Par ailleurs, les carrières hachées et le manque d’activité professionnelle favoriseraient la détérioration de leur état de santé. « L’inactivité professionnelle est néfaste pour la santé des femmes, par ses conséquences sur ses ressources économiques, sociales et symboliques », a indiqué la chercheuse Constance Beaufils, le 12 janvier dernier devant la délégation sénatoriale aux droits des femmes qui organisait une table ronde consacrée à la santé des femmes au travail. « Les femmes qui passent par l’inactivité professionnelle font face à des difficultés économiques qui débouchent sur des inégalités de santé », a expliqué cette doctorante, auteure d’une thèse sur l’inactivité professionnelle auprès de l’Institut national d’études démographiques (Ined).

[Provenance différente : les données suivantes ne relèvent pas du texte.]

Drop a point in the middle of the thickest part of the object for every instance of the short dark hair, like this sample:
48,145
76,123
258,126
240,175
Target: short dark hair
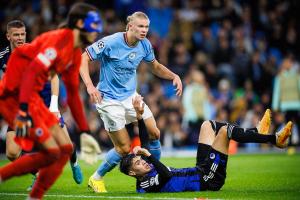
15,24
126,163
78,11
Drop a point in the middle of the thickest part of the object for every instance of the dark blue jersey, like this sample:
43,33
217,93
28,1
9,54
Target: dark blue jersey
163,179
4,55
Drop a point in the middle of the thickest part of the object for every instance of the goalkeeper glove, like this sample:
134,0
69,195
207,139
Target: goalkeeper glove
90,148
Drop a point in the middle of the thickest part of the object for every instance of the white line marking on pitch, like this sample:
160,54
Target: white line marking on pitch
100,197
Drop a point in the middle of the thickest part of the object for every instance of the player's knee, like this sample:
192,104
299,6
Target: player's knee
216,186
67,149
53,154
154,134
12,155
123,150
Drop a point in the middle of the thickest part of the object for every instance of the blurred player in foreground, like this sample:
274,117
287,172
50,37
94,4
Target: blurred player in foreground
212,154
29,68
120,54
16,35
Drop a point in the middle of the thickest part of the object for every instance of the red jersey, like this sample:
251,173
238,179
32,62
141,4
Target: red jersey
51,51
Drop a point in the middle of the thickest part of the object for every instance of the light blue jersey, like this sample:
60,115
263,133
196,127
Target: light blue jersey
118,64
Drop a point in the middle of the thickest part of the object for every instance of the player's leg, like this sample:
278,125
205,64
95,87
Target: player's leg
45,179
13,150
49,124
214,166
154,136
29,162
76,170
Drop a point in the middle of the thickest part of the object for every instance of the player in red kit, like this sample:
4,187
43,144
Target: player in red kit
28,69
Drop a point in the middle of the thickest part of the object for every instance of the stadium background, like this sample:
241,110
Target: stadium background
239,47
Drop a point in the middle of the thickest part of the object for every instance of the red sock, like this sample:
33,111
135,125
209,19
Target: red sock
28,163
48,175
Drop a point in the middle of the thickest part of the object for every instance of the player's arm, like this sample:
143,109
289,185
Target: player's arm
76,106
54,95
161,169
163,72
89,147
39,65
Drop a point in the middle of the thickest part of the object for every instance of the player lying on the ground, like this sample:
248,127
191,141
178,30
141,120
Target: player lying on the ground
212,154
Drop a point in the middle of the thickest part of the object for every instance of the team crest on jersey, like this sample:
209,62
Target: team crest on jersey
50,53
112,123
39,132
100,44
132,55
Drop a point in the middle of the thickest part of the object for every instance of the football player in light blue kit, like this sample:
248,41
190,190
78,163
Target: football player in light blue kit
120,54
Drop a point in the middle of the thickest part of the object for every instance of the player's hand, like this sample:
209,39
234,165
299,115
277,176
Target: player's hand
60,118
141,151
23,123
178,84
94,94
90,148
138,106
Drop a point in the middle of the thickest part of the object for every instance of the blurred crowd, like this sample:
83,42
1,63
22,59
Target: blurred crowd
236,58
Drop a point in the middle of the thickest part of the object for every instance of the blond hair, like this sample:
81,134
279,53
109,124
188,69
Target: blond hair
137,14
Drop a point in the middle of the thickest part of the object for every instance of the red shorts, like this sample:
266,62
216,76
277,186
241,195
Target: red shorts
42,118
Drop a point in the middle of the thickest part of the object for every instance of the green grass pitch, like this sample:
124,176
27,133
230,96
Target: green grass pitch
264,176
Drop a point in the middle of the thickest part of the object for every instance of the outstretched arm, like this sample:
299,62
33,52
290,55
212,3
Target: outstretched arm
161,169
85,75
163,72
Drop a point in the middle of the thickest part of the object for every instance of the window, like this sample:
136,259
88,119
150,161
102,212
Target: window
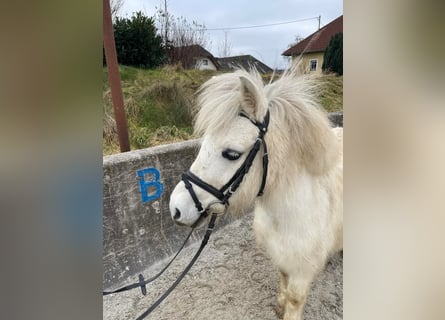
313,65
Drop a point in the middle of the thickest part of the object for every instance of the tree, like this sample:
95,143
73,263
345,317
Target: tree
137,42
225,47
333,56
178,32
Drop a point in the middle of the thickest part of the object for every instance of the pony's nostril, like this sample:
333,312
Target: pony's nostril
177,214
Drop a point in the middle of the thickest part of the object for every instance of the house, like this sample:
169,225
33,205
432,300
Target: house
244,62
194,57
311,49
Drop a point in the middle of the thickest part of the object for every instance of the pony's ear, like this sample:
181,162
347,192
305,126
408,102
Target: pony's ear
249,96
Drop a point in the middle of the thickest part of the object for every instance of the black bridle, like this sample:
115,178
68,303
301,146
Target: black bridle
224,193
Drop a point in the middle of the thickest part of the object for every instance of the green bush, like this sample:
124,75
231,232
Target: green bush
137,43
333,56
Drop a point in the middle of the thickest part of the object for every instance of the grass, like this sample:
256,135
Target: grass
158,104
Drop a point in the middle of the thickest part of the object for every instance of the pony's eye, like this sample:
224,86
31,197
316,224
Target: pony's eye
231,154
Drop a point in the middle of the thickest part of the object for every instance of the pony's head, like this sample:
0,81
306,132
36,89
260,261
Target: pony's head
228,138
230,105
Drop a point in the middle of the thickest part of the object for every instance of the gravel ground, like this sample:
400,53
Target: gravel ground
232,280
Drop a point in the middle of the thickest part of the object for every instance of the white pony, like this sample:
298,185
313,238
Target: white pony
298,220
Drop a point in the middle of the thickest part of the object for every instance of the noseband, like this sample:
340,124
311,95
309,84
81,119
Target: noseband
225,192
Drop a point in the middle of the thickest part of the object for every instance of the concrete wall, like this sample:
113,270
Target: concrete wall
137,228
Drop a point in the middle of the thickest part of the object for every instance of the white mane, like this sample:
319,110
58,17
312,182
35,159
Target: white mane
299,219
297,123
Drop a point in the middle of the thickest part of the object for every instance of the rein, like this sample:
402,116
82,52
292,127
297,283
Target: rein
223,195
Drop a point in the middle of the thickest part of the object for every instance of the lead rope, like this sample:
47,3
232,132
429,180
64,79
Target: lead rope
186,270
142,282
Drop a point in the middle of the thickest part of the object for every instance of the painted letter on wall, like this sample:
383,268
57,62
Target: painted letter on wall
151,188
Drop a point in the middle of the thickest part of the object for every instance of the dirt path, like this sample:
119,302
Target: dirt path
232,280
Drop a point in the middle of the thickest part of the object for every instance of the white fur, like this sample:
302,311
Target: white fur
298,220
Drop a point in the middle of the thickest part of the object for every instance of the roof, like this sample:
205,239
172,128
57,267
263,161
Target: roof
318,41
245,62
187,55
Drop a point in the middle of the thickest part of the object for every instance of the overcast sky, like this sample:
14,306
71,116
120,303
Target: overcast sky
264,43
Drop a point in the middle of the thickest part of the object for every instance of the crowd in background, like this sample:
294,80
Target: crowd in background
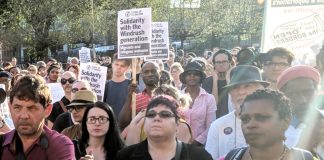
225,104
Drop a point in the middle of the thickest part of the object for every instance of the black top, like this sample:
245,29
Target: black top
222,103
57,109
63,121
140,152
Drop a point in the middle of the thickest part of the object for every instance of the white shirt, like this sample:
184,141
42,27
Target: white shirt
224,135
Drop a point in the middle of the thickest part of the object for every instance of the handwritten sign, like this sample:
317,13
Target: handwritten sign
57,91
160,41
295,25
96,76
84,55
134,33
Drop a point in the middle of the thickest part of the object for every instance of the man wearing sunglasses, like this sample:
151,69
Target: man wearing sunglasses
81,100
60,107
161,125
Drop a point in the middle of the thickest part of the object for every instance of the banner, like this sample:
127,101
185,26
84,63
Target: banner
160,41
294,24
134,33
84,55
96,76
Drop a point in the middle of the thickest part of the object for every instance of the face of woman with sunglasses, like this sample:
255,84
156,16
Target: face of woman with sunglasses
54,74
160,122
66,81
97,122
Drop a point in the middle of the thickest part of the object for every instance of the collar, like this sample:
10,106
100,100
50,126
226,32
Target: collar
42,141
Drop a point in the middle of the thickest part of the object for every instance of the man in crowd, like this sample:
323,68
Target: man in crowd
274,62
77,107
202,110
223,62
29,105
225,133
60,107
170,61
300,84
151,76
116,89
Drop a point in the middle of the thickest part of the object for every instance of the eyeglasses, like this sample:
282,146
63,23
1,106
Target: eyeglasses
162,114
101,120
74,90
278,64
221,62
76,108
70,80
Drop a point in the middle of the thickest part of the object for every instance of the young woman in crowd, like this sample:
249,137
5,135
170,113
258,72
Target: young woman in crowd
100,134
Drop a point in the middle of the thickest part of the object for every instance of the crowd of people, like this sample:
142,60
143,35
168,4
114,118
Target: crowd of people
229,104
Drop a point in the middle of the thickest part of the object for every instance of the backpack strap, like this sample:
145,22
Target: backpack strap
302,154
2,138
62,106
236,154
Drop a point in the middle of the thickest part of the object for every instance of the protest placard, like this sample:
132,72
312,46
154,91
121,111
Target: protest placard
96,76
134,33
84,55
57,91
295,25
160,41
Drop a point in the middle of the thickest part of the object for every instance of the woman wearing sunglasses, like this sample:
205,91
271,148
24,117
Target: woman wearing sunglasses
184,133
161,123
100,134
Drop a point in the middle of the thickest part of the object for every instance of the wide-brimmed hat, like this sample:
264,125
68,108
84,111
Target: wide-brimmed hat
243,74
193,66
83,98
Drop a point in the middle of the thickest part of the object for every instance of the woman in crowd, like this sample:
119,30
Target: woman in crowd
32,69
161,124
136,126
175,70
266,115
53,73
100,134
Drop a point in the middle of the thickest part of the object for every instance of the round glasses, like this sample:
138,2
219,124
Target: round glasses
70,80
162,114
101,120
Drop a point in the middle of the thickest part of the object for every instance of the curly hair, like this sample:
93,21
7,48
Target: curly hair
280,102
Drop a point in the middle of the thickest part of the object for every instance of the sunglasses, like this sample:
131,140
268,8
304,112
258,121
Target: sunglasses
162,114
70,80
76,108
74,90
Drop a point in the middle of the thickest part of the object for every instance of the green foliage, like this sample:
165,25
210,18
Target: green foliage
46,24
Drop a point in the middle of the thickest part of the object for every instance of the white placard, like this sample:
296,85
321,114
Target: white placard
296,25
134,33
96,76
57,91
160,41
84,55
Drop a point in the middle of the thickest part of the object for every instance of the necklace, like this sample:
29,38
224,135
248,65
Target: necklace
280,158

Un constat à mettre en parallèle avec la moindre prise en compte par le système de santé et le monde du travail des risques socio-professionnels encourus par certaines femmes salariées. « Les pratiques de prévention semblent moins efficaces et plus faibles pour les travailleuses que pour les travailleurs », a relevé lors de la même table ronde Emilie Counil, chargée de recherche à l’Ined, évoquant le secteur du nettoyage, où les femmes sont souvent surreprésentées, avec une forte exposition aux produits chimiques cancérogènes. « Les femmes exposées aux cancers professionnels ont souvent des carrières hachées, avec des interruptions, notamment au moment de la maternité », mais « ces interruptions ont pour effet de les rendre inéligibles à la reconnaissance de leurs maladies professionnelles. » Et donc de limiter la prise en compte d’éventuelles périodes d’invalidité ou d’arrêts maladie par le dispositif « carrière longue ». « Faut-il genrer, c’est-à-dire apporter une attention particulière aux métiers dit féminins pour adapter le système ? Je l’ignore, mais je pense que ces professions doivent être listées », relève la sénatrice Monique Lubin.